二代目豊浜トンネルの岩盤崩落事故以前、セタカムイ岩がある岬を貫通するセタカムイトンネルの余市町側(上の写真の連続する急崖側)坑口付近でも崩落がありました。その3本のトンネル急崖側坑口、そのすべてが現在閉鎖されています。急崖がここに「海岸道路」があることを拒否したとしか思えません。

  • 1953年(昭和28年)、初代セタカムイトンネルが完成?
  • 1955年(昭和30年)10月、余市町側(急崖側)坑口付近で崩落。廃道。
  • 1956年(昭和31年)8月、二代目セタカムイトンネルが完成。国道229号の「海岸道路」全線開通時のトンネル。
  • 1985年(昭和60年)12月、余市町側(急崖側)坑口付近で崩落。三代目の完成に伴い廃道。
  • 1993年12月、三代目セタカムイトンネルが開通。
  • 2000年12月、豊浜トンネルのバイパストンネル合流部から古平町側坑口までが三代目豊浜トンネルに編入。残った合流部から余市町側坑口までは閉鎖。

上の写真に見られる連続した急崖では、三代目セタカムイトンネルを除く二代目豊浜トンネル、初代および二代目セタカムイトンネルで崩落を起こしています。「陸の孤島」から解放されたいという積丹半島沿岸住民の悲願に応えるため、崩落の危険を覚悟してトンネルを通したかのようです。

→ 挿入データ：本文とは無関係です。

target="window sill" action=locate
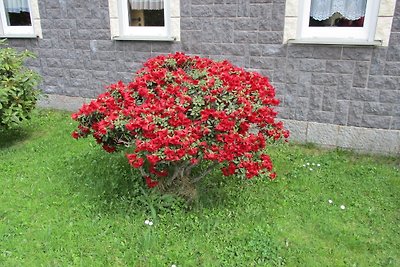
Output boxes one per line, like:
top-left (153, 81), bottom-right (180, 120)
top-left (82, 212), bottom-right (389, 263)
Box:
top-left (287, 38), bottom-right (382, 46)
top-left (0, 34), bottom-right (38, 39)
top-left (112, 35), bottom-right (176, 41)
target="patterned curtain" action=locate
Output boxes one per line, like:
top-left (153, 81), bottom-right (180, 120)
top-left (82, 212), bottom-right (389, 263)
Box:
top-left (129, 0), bottom-right (164, 10)
top-left (3, 0), bottom-right (30, 13)
top-left (310, 0), bottom-right (367, 21)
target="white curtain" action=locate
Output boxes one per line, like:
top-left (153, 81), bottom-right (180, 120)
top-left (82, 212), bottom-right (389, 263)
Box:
top-left (310, 0), bottom-right (367, 21)
top-left (129, 0), bottom-right (164, 10)
top-left (3, 0), bottom-right (30, 13)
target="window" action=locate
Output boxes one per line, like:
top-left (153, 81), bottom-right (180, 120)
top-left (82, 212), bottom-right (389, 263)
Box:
top-left (283, 0), bottom-right (395, 46)
top-left (0, 0), bottom-right (34, 37)
top-left (298, 0), bottom-right (380, 43)
top-left (109, 0), bottom-right (180, 41)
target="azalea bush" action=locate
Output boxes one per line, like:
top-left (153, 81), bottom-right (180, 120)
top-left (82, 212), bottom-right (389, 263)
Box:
top-left (72, 53), bottom-right (288, 200)
top-left (0, 39), bottom-right (41, 129)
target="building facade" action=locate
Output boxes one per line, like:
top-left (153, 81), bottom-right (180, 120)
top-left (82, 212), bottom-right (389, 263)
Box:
top-left (2, 0), bottom-right (399, 153)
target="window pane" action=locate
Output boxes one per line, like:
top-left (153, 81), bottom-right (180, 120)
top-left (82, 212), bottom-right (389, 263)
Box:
top-left (309, 0), bottom-right (366, 27)
top-left (3, 0), bottom-right (32, 26)
top-left (128, 1), bottom-right (164, 27)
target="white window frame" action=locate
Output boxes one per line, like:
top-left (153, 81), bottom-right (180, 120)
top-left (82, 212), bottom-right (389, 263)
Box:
top-left (0, 0), bottom-right (35, 37)
top-left (112, 0), bottom-right (175, 41)
top-left (283, 0), bottom-right (396, 46)
top-left (297, 0), bottom-right (380, 44)
top-left (0, 0), bottom-right (41, 38)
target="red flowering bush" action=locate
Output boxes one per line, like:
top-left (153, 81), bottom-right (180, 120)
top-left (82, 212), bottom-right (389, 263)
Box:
top-left (72, 53), bottom-right (288, 199)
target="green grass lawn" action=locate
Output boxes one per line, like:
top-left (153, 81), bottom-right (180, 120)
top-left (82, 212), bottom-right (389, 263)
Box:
top-left (1, 109), bottom-right (399, 266)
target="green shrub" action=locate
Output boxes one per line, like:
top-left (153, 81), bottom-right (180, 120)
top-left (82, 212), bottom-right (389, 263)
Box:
top-left (0, 39), bottom-right (41, 129)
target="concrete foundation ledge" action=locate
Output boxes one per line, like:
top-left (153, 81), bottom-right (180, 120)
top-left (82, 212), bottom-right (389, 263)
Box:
top-left (38, 94), bottom-right (91, 112)
top-left (282, 119), bottom-right (400, 155)
top-left (38, 94), bottom-right (400, 155)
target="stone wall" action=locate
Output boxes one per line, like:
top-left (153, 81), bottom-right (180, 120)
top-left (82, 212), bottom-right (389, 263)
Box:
top-left (8, 0), bottom-right (400, 131)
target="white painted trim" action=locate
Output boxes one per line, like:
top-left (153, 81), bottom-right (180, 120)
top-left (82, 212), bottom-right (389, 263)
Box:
top-left (297, 0), bottom-right (380, 43)
top-left (283, 0), bottom-right (396, 46)
top-left (108, 0), bottom-right (180, 41)
top-left (0, 0), bottom-right (41, 38)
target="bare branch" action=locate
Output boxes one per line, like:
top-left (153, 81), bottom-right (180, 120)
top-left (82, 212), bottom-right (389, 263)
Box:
top-left (191, 162), bottom-right (219, 184)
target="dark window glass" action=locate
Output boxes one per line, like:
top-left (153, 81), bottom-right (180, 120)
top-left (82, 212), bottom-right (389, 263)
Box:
top-left (128, 1), bottom-right (164, 27)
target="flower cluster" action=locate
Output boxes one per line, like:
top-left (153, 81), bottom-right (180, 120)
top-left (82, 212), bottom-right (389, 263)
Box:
top-left (71, 53), bottom-right (288, 190)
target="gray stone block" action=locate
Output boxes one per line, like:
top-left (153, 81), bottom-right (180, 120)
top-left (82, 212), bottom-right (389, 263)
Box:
top-left (348, 101), bottom-right (364, 126)
top-left (299, 59), bottom-right (326, 72)
top-left (180, 0), bottom-right (191, 16)
top-left (234, 18), bottom-right (259, 31)
top-left (180, 18), bottom-right (203, 31)
top-left (46, 8), bottom-right (61, 19)
top-left (44, 0), bottom-right (60, 9)
top-left (391, 117), bottom-right (400, 130)
top-left (249, 3), bottom-right (273, 18)
top-left (261, 44), bottom-right (287, 57)
top-left (90, 51), bottom-right (117, 61)
top-left (298, 72), bottom-right (311, 88)
top-left (70, 69), bottom-right (90, 79)
top-left (368, 75), bottom-right (400, 90)
top-left (309, 85), bottom-right (323, 109)
top-left (258, 20), bottom-right (272, 32)
top-left (334, 100), bottom-right (350, 125)
top-left (287, 45), bottom-right (313, 58)
top-left (295, 97), bottom-right (309, 120)
top-left (257, 32), bottom-right (283, 44)
top-left (386, 45), bottom-right (400, 62)
top-left (251, 44), bottom-right (286, 57)
top-left (312, 46), bottom-right (342, 60)
top-left (237, 0), bottom-right (251, 17)
top-left (322, 87), bottom-right (337, 112)
top-left (326, 60), bottom-right (355, 74)
top-left (342, 47), bottom-right (373, 61)
top-left (351, 88), bottom-right (379, 102)
top-left (191, 5), bottom-right (213, 17)
top-left (379, 90), bottom-right (400, 104)
top-left (205, 19), bottom-right (234, 43)
top-left (336, 75), bottom-right (353, 100)
top-left (271, 3), bottom-right (285, 31)
top-left (364, 102), bottom-right (393, 116)
top-left (61, 59), bottom-right (82, 69)
top-left (384, 62), bottom-right (400, 76)
top-left (352, 61), bottom-right (369, 88)
top-left (192, 0), bottom-right (213, 4)
top-left (308, 110), bottom-right (335, 123)
top-left (311, 73), bottom-right (337, 86)
top-left (234, 31), bottom-right (258, 43)
top-left (42, 67), bottom-right (65, 77)
top-left (389, 33), bottom-right (400, 46)
top-left (370, 47), bottom-right (387, 75)
top-left (213, 4), bottom-right (237, 17)
top-left (250, 57), bottom-right (274, 69)
top-left (249, 44), bottom-right (262, 56)
top-left (361, 115), bottom-right (391, 129)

2000年12月に二代目豊浜トンネルと三代目セタカムイトンネルをバイパストンネルでつないだ三代目豊浜トンネルが開通すると、急崖の真下を通る「海岸道路」へ接続する道路は無くなりました。

遠くなった蝋燭(ローソク)岩

蝋燭(ローソク)岩 - 1984年
滝ノ澗トンネル余市側坑口へアプローチする道路から約700[m]離れた沖に見えるローソク岩。

狭く暗いワッカケトンネルの出口が見えて安堵する間も無く急カーブという「海岸道路」からの不意打ちを受け流した後、滝ノ澗トンネルの手前、磯の上を走っているかのような道から見えたローソク岩。何度かの崩落を経てこの形に。なので「観音岩」という名前は近年の後付け。昔の形はせたかむい余市町でおこったこんな話で見ることができる。1984年9月撮影。

滝ノ澗ノ岬の先端に向かって海岸線を縫うように走る「海岸道路」も急崖下にあって、2000年に新しい滝の澗トンネルが開通した後は廃道に。近くに見えたローソク岩は、その展望駐車場が旧ワッカケトンネル古平町側坑口からの旧道と新道が交わるところに新設され、遠くになってしまいました。

最後に

「海岸道路」の廃道は続きます。セタカムイ岩がある沖町と古平町中心部を結ぶ「海岸道路」は、かつて海岸沿いの急崖下を歩いた時代から続く「沖村道路」。ここも山側にルートを移動して沖歌トンネルが開通(2003年)した後、廃道になりました。

2010年には新しいワッカケトンネルが開通。国道229号から分岐して白岩町を通る「海岸道路」が、かろうじて旧ワッカケトンネル余市町側坑口までの袋小路として残っています。

最終的に「海岸道路」は、より安全な山側に通した4つの長いトンネルに切り替わりました。急崖の下をいくつものトンネルを抜けながら余市町と古平町の間を走っていた「海岸道路」。バイクを停めて、チャラツナイ岬からセタカムイ岩にかけて連続する急崖を見上げてみたかったな。